In fact, Philadelphia ended its contract with Catholic Social Services because the agency has refused to place children with LGBTQ parents, in violation of city nondiscrimination rules. (The city renewed its contract with Bethany Christian Services, another agency that refused to place children with same-sex couples, after Bethany changed its policy.) The agency isn’t just asking for an exemption from the law. It’s asking to be publicly funded on its own terms.
“The bottom line is, it’s the government’s money,” explained Caroline Mala Corbin, a professor at University of Miami School of Law who joined several other First Amendment scholars in an amicus brief supporting Philadelphia. “If they don’t want to give it to a group that discriminates, it certainly doesn’t violate the free exercise clause.”
The arguments raised by Catholic Social Services echo the cries of right-wing pundits who argue that liberals are showing anti-Catholic bias in their criticism of Judge Barrett.

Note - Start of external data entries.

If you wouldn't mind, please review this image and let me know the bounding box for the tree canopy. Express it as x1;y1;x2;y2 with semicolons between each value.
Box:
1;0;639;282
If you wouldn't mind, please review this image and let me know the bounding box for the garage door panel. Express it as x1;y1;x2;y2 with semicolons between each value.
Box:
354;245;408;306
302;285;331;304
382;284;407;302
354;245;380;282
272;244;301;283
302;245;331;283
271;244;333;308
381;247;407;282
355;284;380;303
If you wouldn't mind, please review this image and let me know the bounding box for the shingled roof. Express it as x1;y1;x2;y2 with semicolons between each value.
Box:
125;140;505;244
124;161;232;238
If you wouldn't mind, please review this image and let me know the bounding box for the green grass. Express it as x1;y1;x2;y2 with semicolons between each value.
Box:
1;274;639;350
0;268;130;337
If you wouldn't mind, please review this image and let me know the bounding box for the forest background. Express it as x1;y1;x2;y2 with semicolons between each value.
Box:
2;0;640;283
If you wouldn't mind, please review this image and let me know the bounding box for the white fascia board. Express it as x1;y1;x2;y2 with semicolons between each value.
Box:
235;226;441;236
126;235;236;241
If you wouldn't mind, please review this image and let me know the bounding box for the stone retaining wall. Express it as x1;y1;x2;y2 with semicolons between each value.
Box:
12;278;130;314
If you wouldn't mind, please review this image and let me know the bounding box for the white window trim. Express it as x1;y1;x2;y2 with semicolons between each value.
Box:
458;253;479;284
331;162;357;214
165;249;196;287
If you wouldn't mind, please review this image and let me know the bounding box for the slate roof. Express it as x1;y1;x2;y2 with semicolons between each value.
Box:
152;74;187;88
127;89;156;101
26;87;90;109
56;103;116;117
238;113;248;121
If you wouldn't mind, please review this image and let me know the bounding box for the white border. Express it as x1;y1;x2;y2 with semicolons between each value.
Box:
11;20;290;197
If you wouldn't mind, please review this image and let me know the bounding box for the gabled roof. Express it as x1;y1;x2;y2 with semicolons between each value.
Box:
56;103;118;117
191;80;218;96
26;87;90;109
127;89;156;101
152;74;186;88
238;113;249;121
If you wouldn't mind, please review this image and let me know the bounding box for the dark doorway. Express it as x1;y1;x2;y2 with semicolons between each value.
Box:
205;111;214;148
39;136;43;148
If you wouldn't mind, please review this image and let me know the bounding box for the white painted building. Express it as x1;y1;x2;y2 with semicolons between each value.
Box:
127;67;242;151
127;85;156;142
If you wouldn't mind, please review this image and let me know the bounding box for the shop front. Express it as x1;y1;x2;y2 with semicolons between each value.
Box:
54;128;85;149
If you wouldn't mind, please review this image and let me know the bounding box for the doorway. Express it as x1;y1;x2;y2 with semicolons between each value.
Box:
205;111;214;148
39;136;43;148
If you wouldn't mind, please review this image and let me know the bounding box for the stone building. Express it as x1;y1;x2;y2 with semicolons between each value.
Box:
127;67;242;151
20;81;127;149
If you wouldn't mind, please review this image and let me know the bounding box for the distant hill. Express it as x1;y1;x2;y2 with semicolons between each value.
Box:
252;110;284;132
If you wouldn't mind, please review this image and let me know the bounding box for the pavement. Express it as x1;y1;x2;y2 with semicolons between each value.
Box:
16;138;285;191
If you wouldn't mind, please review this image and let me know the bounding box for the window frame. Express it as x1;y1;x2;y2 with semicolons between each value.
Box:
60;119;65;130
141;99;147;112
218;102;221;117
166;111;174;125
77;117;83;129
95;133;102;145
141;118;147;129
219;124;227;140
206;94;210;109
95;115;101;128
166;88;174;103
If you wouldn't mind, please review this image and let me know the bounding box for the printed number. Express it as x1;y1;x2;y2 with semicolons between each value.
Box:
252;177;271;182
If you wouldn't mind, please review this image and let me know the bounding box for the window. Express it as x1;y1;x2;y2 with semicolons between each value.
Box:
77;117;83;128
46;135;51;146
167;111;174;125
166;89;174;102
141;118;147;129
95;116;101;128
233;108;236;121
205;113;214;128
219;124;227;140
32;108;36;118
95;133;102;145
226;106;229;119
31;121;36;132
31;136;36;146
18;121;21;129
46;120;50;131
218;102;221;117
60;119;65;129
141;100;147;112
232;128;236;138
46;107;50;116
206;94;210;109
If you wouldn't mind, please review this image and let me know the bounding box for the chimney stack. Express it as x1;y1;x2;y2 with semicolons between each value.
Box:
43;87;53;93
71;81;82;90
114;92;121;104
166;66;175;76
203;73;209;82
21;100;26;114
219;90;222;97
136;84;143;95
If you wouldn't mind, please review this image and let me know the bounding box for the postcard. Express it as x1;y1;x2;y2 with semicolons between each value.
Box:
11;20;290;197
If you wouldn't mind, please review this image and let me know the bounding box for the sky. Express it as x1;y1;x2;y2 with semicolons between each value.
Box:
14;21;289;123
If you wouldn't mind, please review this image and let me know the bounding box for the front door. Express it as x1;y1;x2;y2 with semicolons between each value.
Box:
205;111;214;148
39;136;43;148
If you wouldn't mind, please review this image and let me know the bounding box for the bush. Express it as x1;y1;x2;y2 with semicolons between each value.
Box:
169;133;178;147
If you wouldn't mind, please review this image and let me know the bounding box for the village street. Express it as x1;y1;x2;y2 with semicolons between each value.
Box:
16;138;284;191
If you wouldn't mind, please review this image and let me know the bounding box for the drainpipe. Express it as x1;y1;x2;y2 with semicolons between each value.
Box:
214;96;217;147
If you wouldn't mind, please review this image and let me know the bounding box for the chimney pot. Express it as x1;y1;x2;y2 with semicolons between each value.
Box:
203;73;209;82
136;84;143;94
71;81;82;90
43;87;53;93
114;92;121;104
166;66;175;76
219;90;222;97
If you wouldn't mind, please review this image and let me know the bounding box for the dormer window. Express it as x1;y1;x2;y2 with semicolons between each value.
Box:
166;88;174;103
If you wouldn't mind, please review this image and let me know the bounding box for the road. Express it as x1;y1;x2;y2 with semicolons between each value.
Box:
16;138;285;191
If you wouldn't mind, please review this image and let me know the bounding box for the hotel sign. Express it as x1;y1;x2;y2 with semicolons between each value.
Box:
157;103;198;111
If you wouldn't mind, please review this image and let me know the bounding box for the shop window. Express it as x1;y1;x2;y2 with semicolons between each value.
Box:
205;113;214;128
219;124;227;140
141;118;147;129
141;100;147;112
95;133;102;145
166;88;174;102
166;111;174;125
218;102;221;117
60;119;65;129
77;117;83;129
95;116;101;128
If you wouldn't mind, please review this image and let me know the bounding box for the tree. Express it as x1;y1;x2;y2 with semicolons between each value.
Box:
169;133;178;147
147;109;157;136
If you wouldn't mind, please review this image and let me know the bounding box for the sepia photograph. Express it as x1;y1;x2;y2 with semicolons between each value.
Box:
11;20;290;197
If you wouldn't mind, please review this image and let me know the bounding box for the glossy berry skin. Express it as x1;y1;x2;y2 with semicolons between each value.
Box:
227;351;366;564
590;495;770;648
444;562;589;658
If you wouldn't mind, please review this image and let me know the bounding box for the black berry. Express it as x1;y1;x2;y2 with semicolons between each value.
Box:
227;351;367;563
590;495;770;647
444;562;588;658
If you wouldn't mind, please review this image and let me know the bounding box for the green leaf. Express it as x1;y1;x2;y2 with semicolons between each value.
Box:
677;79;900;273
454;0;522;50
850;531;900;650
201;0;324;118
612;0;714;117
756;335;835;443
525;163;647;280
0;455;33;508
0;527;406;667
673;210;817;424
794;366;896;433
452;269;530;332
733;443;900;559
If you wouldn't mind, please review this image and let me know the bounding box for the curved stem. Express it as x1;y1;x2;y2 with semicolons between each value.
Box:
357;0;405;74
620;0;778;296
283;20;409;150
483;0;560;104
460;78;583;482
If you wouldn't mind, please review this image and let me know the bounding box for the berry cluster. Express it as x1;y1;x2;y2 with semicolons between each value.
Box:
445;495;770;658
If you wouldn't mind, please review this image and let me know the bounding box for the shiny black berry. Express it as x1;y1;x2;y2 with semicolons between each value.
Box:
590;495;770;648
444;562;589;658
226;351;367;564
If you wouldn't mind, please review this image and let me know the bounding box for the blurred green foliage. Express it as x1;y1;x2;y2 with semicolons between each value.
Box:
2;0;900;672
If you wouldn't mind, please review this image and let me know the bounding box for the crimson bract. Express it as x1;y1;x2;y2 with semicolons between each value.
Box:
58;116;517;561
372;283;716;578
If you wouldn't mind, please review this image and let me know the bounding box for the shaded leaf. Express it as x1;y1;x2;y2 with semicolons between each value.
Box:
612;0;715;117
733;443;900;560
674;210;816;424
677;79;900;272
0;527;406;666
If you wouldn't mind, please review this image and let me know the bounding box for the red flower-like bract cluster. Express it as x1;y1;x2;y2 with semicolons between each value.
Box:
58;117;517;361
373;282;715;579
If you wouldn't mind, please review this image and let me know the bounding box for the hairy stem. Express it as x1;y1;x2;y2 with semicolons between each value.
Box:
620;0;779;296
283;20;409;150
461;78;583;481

Indeed, Barrett’s religious views on abortion do stand in tension with millions of Americans’ desire and right to preserve their bodily autonomy. Should Barrett be confirmed, she would join a Supreme Court all too willing to dismiss the latter.
Ultimately, we don’t know how a Justice Barrett might rule in a future case like Fulton or how she might have ruled in the cases the court heard last term. There is plenty of evidence that she’s likely to side with conservative religious actors, however. In 2018, while on the Seventh Circuit, she ruled that a Hebrew teacher at a Jewish private school was barred from suing the school under the Americans With Disabilities Act because of the law’s ministerial exemption. Barrett has said the Affordable Care Act’s birth control mandate was an assault on personal religious freedom. She has also been a paid speaker at several law school training events run by the Alliance Defending Freedom.
But the Supreme Court’s current conservative majority hardly needs to wait for Barrett to join them. Just this week, Justices Thomas and Alito went out of their way to call Kim Davis, the Kentucky county clerk who refused to issue a marriage license for a same-sex couple, a “victim” of Obergefell. In an unusual statement accompanying the court’s decision not to hear Davis’s appeal, the justices lamented Obergefell’s “cavalier treatment of religion” and clutched their pearls at the notion Davis might be a bigot. It seems likely that Trump’s latest high court nominee shares these beliefs. It seems just as likely, however, that they’ll make their way into Supreme Court rulings even if the vagaries of electoral politics or the coming confirmation process prevent Barrett’s ascension.